Iranian President Hassan Rouhani said on Tuesday that Iran could break the JCPOA nuclear agreement if Washington imposes new sanctions against Tehran. However, Valdai Club expert Kayhan Barzegar, director of the Institute for Middle East Strategic Studies in Tehran, believes that the withdrawal from the nuclear agreement is not included in Iran's political agenda.

President Rouhani once again confirmed this in his inaugural speech on assuming office for a second term. "Abandoning the deal is not currently Iran's policy and this was stressed by President Rouhani in his second term inauguration speech. Yet, we should understand that the logic behind the deal for Iran was both lifting sanctions and solving a strategic stalemate at the global level and especially neutralizing the security threat posed by the U.S.," Barzegar said in an interview with valdaiclub.com

If during the Trump's presidency all this returns back, then the whole meaning of JCPOA will be seriously undermined in terms of Iran's strategic interests. "The value of the deal will be under real challenge in Iran's strategic calculus, especially in any possible cooperation with the Western countries on other areas of common interests i.e. battling terrorism, as the issue of mutual trust has become critical in Iran's view of the West after the nuclear deal," Barzegar added.
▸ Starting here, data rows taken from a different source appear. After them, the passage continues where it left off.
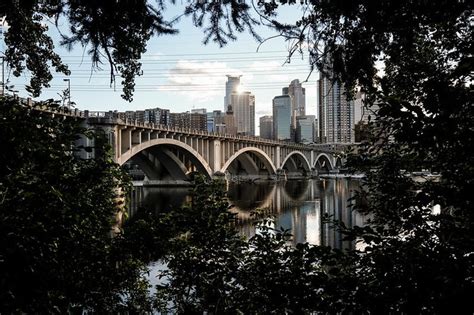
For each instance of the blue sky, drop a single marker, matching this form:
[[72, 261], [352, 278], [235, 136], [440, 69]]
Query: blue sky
[[180, 73]]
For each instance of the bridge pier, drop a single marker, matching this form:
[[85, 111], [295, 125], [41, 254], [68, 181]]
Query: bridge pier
[[212, 154]]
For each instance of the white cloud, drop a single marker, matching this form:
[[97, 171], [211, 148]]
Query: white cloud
[[198, 81]]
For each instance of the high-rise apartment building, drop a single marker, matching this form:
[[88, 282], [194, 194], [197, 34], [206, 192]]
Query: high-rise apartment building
[[266, 127], [282, 117], [193, 121], [243, 105], [157, 116], [305, 126], [231, 86], [336, 112], [298, 100]]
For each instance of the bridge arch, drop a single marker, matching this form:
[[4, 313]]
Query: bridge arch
[[306, 164], [267, 161], [198, 160], [323, 161]]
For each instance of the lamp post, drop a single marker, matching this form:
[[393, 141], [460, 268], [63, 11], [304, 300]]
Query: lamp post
[[68, 92], [3, 75]]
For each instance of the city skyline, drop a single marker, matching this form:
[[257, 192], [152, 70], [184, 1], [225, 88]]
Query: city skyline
[[181, 73]]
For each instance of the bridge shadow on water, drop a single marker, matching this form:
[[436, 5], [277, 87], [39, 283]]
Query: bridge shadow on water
[[298, 205]]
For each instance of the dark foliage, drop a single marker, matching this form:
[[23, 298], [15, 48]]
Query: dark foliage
[[57, 211]]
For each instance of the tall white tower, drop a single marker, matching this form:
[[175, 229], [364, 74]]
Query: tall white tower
[[298, 100], [231, 86]]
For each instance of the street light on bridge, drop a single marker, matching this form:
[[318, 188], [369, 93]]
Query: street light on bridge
[[68, 92]]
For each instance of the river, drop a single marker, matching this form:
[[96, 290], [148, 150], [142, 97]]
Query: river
[[298, 205]]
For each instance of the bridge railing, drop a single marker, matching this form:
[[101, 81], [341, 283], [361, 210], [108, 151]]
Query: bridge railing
[[115, 117]]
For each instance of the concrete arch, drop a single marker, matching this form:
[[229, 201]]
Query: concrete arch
[[261, 154], [197, 158], [306, 165], [325, 158]]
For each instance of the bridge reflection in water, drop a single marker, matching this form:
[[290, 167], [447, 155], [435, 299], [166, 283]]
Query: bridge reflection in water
[[297, 205]]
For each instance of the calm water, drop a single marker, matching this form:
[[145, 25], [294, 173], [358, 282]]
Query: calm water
[[296, 205]]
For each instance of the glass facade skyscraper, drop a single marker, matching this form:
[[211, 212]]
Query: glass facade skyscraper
[[336, 112], [282, 117]]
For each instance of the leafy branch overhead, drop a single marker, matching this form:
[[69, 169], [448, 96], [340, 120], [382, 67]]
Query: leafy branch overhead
[[114, 31]]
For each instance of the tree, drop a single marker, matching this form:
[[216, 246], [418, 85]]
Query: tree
[[56, 216], [416, 261]]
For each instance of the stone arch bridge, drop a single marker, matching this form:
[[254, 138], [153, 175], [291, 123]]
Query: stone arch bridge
[[166, 153]]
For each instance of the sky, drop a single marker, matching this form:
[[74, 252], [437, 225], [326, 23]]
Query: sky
[[180, 73]]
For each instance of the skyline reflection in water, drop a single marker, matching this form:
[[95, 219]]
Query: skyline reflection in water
[[296, 205]]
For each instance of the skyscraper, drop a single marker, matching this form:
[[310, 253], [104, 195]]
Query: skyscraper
[[336, 112], [282, 117], [266, 127], [243, 105], [305, 126], [298, 101], [231, 86]]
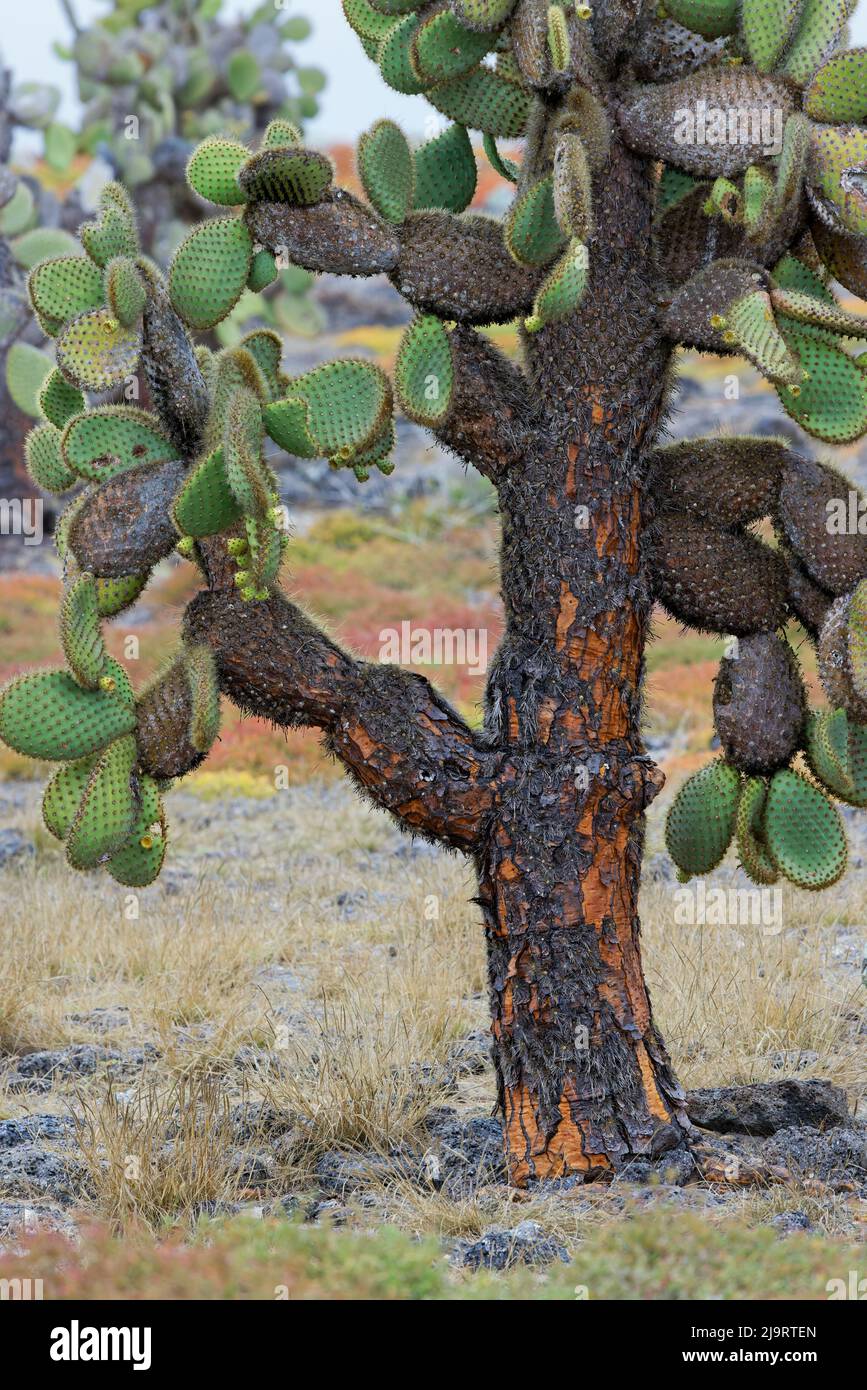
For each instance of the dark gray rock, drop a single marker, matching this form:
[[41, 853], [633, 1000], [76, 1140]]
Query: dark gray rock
[[331, 1211], [79, 1059], [54, 1127], [524, 1244], [789, 1222], [18, 1219], [250, 1169], [39, 1070], [468, 1153], [341, 1175], [29, 1171], [102, 1020], [837, 1155], [767, 1107], [13, 845]]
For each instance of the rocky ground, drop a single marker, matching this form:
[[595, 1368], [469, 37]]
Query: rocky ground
[[225, 1114]]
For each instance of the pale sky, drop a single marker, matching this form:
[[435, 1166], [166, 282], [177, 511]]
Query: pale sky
[[353, 99]]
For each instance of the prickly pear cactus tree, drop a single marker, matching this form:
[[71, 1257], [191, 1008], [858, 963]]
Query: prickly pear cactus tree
[[624, 239], [159, 75], [22, 242]]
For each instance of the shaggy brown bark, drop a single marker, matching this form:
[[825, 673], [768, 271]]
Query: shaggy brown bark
[[549, 797], [549, 801]]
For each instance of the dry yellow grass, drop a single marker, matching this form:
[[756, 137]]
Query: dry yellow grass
[[349, 962]]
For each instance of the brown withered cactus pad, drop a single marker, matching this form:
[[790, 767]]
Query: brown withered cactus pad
[[834, 662], [759, 704], [728, 481], [835, 560], [125, 526], [714, 578]]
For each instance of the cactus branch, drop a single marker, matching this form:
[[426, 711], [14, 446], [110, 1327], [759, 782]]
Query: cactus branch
[[492, 421], [400, 741], [339, 235]]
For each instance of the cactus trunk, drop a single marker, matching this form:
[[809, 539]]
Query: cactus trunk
[[585, 1082]]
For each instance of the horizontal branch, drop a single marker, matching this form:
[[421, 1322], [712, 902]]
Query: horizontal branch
[[400, 741], [491, 423], [339, 235]]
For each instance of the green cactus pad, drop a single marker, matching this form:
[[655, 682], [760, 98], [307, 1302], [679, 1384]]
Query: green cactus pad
[[139, 861], [532, 232], [263, 558], [97, 352], [59, 401], [442, 47], [844, 256], [263, 271], [445, 171], [45, 462], [43, 243], [792, 166], [368, 22], [213, 170], [803, 831], [766, 27], [702, 819], [749, 325], [710, 18], [27, 371], [831, 403], [234, 369], [286, 175], [791, 273], [210, 270], [559, 43], [116, 595], [506, 168], [109, 439], [806, 309], [755, 858], [571, 188], [65, 287], [114, 231], [386, 170], [838, 159], [64, 792], [107, 809], [424, 371], [250, 480], [563, 289], [857, 638], [838, 92], [484, 14], [81, 634], [484, 100], [817, 35], [827, 751], [204, 694], [47, 715], [279, 135], [395, 57], [336, 409], [124, 291]]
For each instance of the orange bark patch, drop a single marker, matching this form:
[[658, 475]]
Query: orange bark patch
[[566, 615], [535, 1155]]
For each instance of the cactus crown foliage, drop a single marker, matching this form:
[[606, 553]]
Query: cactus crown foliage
[[746, 242]]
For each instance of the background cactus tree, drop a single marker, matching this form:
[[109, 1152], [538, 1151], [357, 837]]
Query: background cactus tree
[[28, 232], [624, 239], [156, 77]]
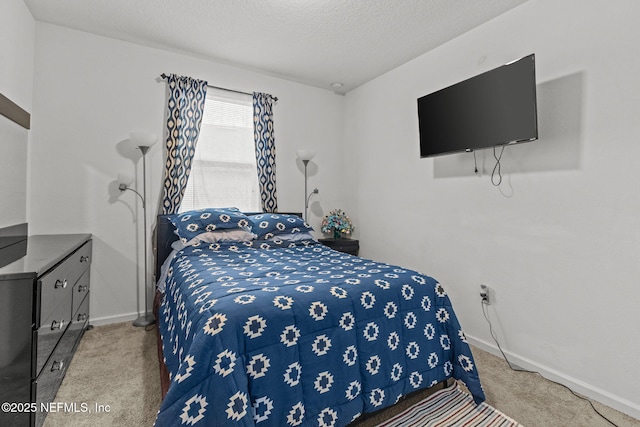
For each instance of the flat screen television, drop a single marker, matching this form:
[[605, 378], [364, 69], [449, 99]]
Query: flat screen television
[[494, 108]]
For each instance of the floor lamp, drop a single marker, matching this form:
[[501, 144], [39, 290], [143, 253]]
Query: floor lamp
[[305, 156], [143, 141]]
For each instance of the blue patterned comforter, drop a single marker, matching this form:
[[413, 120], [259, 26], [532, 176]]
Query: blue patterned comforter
[[297, 334]]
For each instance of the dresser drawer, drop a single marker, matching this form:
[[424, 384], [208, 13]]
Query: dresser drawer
[[52, 374], [50, 332], [56, 286], [80, 291], [81, 316]]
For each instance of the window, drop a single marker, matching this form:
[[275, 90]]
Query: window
[[224, 173]]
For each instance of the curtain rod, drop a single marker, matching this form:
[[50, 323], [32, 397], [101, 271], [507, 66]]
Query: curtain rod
[[275, 98]]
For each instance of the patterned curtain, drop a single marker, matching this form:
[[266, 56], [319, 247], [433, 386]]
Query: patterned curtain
[[185, 108], [265, 149]]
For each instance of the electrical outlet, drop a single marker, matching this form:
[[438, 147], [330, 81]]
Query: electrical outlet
[[484, 294]]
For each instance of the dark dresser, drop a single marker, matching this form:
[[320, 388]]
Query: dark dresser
[[44, 310], [350, 246]]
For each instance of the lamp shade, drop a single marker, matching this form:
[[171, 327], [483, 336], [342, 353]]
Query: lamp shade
[[142, 139], [304, 154]]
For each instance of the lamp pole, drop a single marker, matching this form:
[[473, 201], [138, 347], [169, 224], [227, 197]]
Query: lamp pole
[[145, 319]]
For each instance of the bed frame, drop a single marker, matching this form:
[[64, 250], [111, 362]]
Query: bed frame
[[164, 237]]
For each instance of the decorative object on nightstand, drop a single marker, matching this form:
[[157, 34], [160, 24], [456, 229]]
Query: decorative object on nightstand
[[337, 222], [346, 245], [305, 156], [143, 141]]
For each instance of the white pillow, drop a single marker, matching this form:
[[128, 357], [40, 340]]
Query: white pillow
[[293, 237], [235, 235]]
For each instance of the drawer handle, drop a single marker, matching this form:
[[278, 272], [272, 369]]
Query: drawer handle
[[60, 284], [57, 366], [57, 325]]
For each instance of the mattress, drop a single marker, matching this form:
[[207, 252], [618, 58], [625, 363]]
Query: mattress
[[281, 333]]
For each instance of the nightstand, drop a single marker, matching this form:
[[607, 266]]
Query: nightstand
[[349, 246]]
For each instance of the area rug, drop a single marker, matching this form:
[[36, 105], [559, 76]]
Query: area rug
[[450, 407]]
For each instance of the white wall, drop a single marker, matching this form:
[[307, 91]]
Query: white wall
[[17, 44], [90, 92], [559, 242]]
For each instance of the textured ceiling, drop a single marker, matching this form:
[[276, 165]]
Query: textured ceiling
[[315, 42]]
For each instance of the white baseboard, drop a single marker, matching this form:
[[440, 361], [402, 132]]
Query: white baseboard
[[107, 320], [616, 402]]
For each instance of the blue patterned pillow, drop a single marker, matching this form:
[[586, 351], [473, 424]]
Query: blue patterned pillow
[[192, 223], [268, 225]]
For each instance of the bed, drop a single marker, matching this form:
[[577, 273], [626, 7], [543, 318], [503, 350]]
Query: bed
[[261, 325]]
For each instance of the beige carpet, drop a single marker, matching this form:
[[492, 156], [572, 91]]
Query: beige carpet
[[116, 366]]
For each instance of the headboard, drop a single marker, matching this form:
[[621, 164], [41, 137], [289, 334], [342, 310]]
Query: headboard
[[165, 236]]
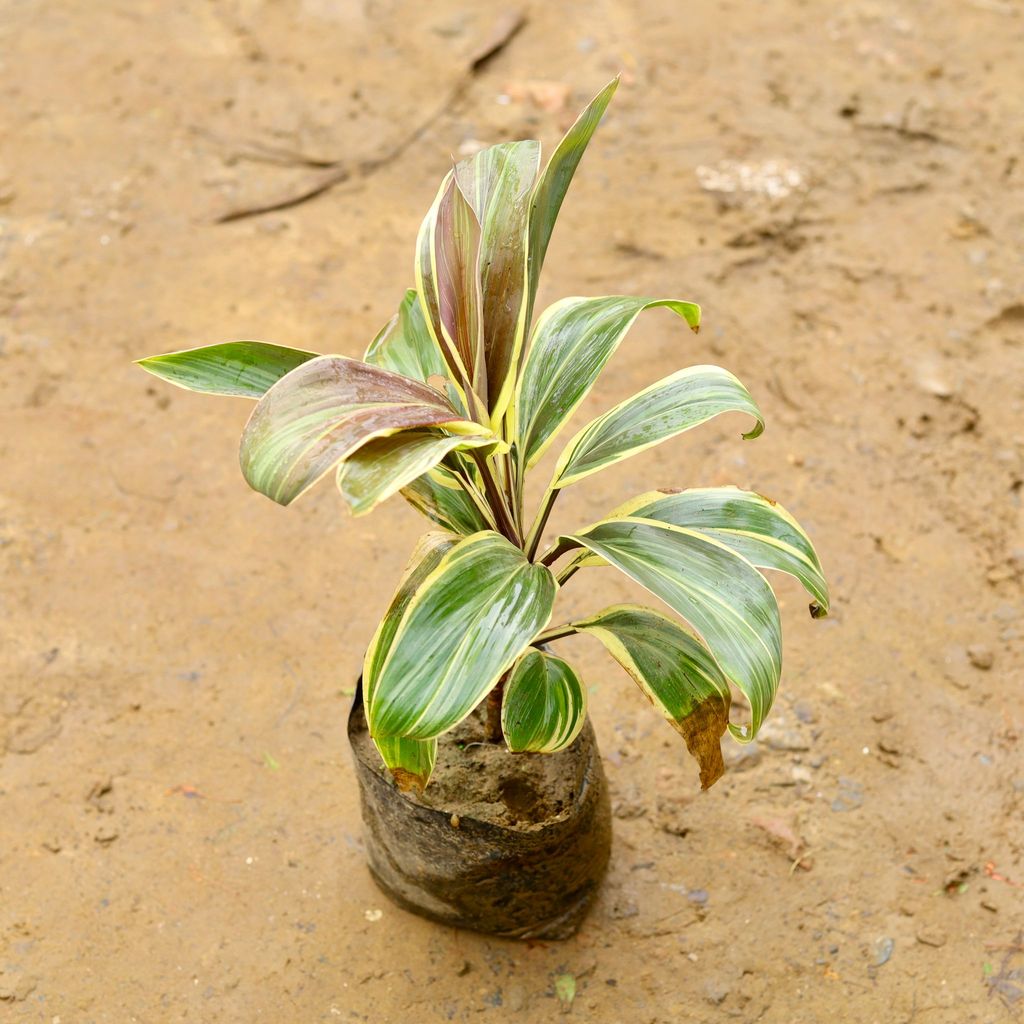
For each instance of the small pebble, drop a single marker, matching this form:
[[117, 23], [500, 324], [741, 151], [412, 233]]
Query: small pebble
[[931, 937], [850, 796], [805, 713], [980, 656]]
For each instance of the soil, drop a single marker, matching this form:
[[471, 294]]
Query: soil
[[840, 185], [474, 778]]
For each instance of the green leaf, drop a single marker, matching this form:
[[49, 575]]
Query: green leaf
[[382, 467], [244, 369], [439, 497], [448, 282], [545, 704], [404, 344], [327, 409], [753, 525], [677, 674], [676, 403], [465, 626], [572, 341], [427, 555], [720, 593], [555, 180], [565, 989], [499, 182], [410, 761]]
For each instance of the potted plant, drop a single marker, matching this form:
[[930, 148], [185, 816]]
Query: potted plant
[[455, 401]]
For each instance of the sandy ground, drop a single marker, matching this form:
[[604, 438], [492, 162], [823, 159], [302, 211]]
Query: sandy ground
[[180, 826]]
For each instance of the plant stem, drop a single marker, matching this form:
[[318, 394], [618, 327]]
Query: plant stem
[[556, 633], [497, 500], [475, 497], [537, 530], [495, 697], [555, 552]]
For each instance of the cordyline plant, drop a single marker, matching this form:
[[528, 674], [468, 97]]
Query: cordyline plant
[[452, 407]]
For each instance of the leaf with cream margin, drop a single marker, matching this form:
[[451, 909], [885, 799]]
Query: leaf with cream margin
[[238, 369], [544, 706], [554, 183], [753, 525], [572, 341], [386, 465], [718, 592], [670, 407], [677, 674], [448, 282], [465, 626], [498, 181], [325, 410], [404, 344]]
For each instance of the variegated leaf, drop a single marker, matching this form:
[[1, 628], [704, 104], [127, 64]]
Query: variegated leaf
[[572, 341], [554, 182], [327, 409], [677, 674], [406, 345], [439, 497], [427, 555], [382, 467], [720, 593], [465, 626], [499, 182], [545, 704], [676, 403], [448, 281], [410, 761], [753, 525], [244, 369]]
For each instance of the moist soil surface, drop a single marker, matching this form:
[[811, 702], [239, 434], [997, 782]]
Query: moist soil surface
[[840, 185]]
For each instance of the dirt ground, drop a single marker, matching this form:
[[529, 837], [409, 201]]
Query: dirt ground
[[839, 184]]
Speaking about the possibility of developing nuclear weapons by Iran in the event of withdrawal from JCPOA, Kayhan Barzegar said that the development of nuclear weapons cannot be considered Iran's strategy under any circumstances. "This has strategic, security and religious logic," Barzegar said. "Yet, one should note that the nuclear deal was struck based on a win-win situation and this is at present exactly the line with domestic legitimacy of the deal to proceed. If the U.S. side tries to sabotage the complete implementation of the deal, aiming to put pressure on Iran especially economically or politically, then no doubt the Rouhani government would have to think of finding ways to tackle it. One way for Iran could be to increase the quality and quantity of its centrifuges," he said.

According to Barzegar, the majority of Iranians believe that Rouhani successfully fulfilled the task to regain stability in the country by resolving problems in relations with the outside world and Iran's economic development. That is why we can say that the key words that led Rouhani at this time to victory were stability, continuation of the previous course and cooperation. "The nuclear deal was somehow the result of shifting domestic political discourse towards moderation and we should not just deduct it to economic incentives. In this sense, I would say that Rouhani's domestic situation is strengthening and this is why Iranians have trusted him again despite all the current economic hardships," Barzegar concluded.